28 of IWU’s finest are in the St. Giles hotel, located well in the theater district of London, and within walking distance of most of the major sites.  The rooms are tiny—or rather, European.  I was looking for the sink, for example, only to realize it is IN the shower.   Pretty efficient, cozy.

We drove around the city where we could, passing landmarks such as the London eye, world’s largest ferris wheel; various neighborhoods, monuments to the wars Britain has waged—most notably to Lord Nelson and the Duke of Wellington, victors over Napoleon, one to the grand old duke of York, who, to my dismay, our guide said was a total idiot, marching his 10000 men up and down the hill (and here I thought it was a cute scout song) and sumptuous former palaces (St. James) and parks that constitute some of my memories of London (I think I was last here around 5 years ago).  The city’s major features were defined in a devastating fire in 1666 which led Christopher Wren to rebuild a number of churches (I think I heard over 60, including St. Paul’s, where he is buried), and in World War II, when Hitler’s rockets destroyed much of that financial district, including a half remaining Wren church that is a monument to the 30000 Londoners who died during the blitz.

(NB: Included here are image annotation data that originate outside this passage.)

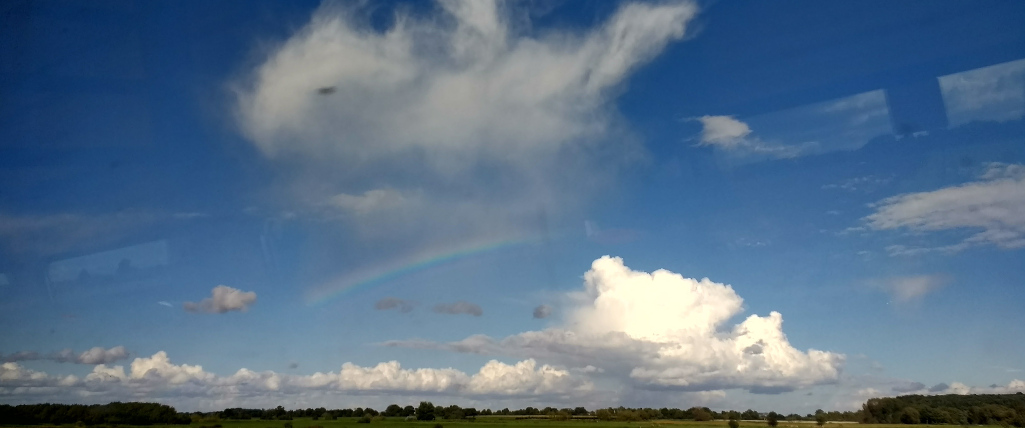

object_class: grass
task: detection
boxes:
[5,416,1008,428]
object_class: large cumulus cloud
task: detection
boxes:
[385,256,845,392]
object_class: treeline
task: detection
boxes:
[862,392,1025,427]
[0,401,192,425]
[193,401,862,422]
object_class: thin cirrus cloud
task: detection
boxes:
[938,59,1025,128]
[182,286,256,313]
[382,256,845,393]
[692,90,892,162]
[432,300,484,316]
[863,163,1025,256]
[374,297,413,313]
[0,346,129,365]
[871,274,950,303]
[234,1,698,240]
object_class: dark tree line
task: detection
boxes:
[0,401,192,425]
[0,392,1025,428]
[862,392,1025,427]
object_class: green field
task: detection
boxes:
[0,417,996,428]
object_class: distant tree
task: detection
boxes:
[691,408,711,422]
[616,411,641,422]
[900,408,920,424]
[416,401,435,421]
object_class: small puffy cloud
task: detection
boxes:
[872,274,950,302]
[0,346,128,365]
[698,116,751,148]
[0,351,592,408]
[433,300,484,316]
[185,286,256,313]
[863,163,1025,255]
[374,297,413,313]
[383,256,845,393]
[697,116,803,158]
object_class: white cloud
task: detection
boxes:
[534,305,552,319]
[238,1,697,168]
[236,0,697,241]
[872,274,949,302]
[698,116,751,148]
[433,300,484,316]
[384,256,844,392]
[871,379,1025,397]
[864,164,1025,255]
[822,175,893,192]
[939,59,1025,127]
[183,286,256,313]
[0,351,592,405]
[0,346,128,365]
[374,297,413,313]
[697,116,803,158]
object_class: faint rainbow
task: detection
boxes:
[308,237,542,306]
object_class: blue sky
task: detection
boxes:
[0,1,1025,413]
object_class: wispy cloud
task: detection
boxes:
[822,175,893,192]
[939,59,1025,127]
[863,163,1025,255]
[234,0,698,245]
[696,116,807,158]
[433,300,484,316]
[374,297,413,313]
[870,274,950,303]
[534,305,552,319]
[0,346,129,365]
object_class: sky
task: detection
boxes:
[0,0,1025,414]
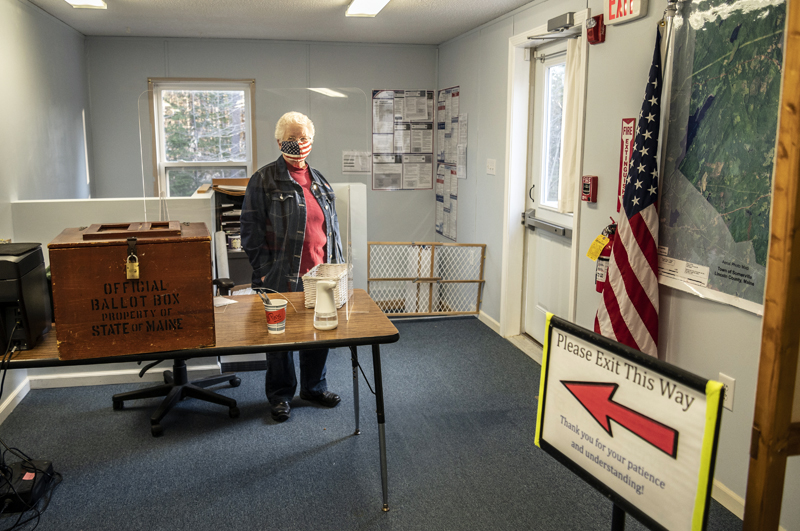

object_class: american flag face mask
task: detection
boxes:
[281,140,311,162]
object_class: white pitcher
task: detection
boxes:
[314,280,339,330]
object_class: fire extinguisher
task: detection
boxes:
[594,223,617,293]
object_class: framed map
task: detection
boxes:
[659,0,786,314]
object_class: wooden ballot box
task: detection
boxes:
[47,221,215,360]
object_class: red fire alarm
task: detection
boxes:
[581,175,597,203]
[586,15,606,44]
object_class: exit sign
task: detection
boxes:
[603,0,647,26]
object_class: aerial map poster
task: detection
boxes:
[659,0,786,314]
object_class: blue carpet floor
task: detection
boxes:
[0,319,741,531]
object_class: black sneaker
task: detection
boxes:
[300,391,342,407]
[271,402,292,422]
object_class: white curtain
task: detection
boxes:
[558,35,586,213]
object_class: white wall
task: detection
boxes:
[437,0,800,529]
[0,0,89,238]
[86,37,436,241]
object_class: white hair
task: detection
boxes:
[275,111,314,142]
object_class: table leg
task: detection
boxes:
[350,347,361,435]
[372,345,389,511]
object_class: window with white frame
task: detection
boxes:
[150,79,255,197]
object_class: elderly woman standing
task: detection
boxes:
[241,112,343,422]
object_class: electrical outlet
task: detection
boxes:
[719,373,736,411]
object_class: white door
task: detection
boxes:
[523,39,572,343]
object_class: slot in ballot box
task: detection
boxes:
[47,221,215,360]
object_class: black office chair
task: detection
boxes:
[112,278,242,437]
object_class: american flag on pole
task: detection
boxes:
[594,31,662,356]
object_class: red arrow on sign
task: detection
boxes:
[561,381,678,458]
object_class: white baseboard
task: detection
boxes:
[478,310,500,334]
[28,364,219,389]
[0,378,31,424]
[711,479,744,520]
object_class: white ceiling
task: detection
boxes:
[28,0,531,44]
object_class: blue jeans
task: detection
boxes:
[264,348,328,404]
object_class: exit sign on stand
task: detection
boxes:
[603,0,647,26]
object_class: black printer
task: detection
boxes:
[0,243,52,352]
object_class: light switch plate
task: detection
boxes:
[719,373,736,411]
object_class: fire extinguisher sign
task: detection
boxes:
[617,118,636,212]
[535,313,724,531]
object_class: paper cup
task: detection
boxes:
[264,299,286,334]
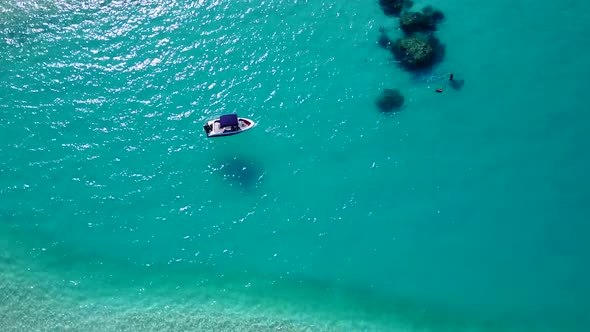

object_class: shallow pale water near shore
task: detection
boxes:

Our guide, Peter, is the consummate Englishman, with a Harris Tweed jacket, a handlebar moustache, all the right words (“whilst” seems right on him), and a jolly good sense of Anglo-French rivalry.

We had hoped to get to the Mall in time to catch the Queen in coach procession, but got there in time to watch the street sweepers remove all trace of the horse brigades, alas.  We contented ourselves with a look at the government buildings from which men like Churchill and Disraeli presided over an empire on which the sun never set, including a look at 10 Downing street.

Our big treat was Westminster abbey, which has housed the coronation of every British king since about 1000 AD, the graves of most kings until today,  and either the graves or monuments to everybody in English history that you’ve ever heard of—musicians like Elgar, and militarists like James Wolfe, and scientists like Newton.

We did not have a formal evening meal, but I suspect most of the students sampled life in the pubs of London.  Professor Pana and I met two former students that she was close to who are working in banks in London. Good to see them, to reminisce, and  to realize what they are doing to build upon what they had learned at IWU.

In any case, I’m about 6 hours ahead of you, and ready to call it a long day.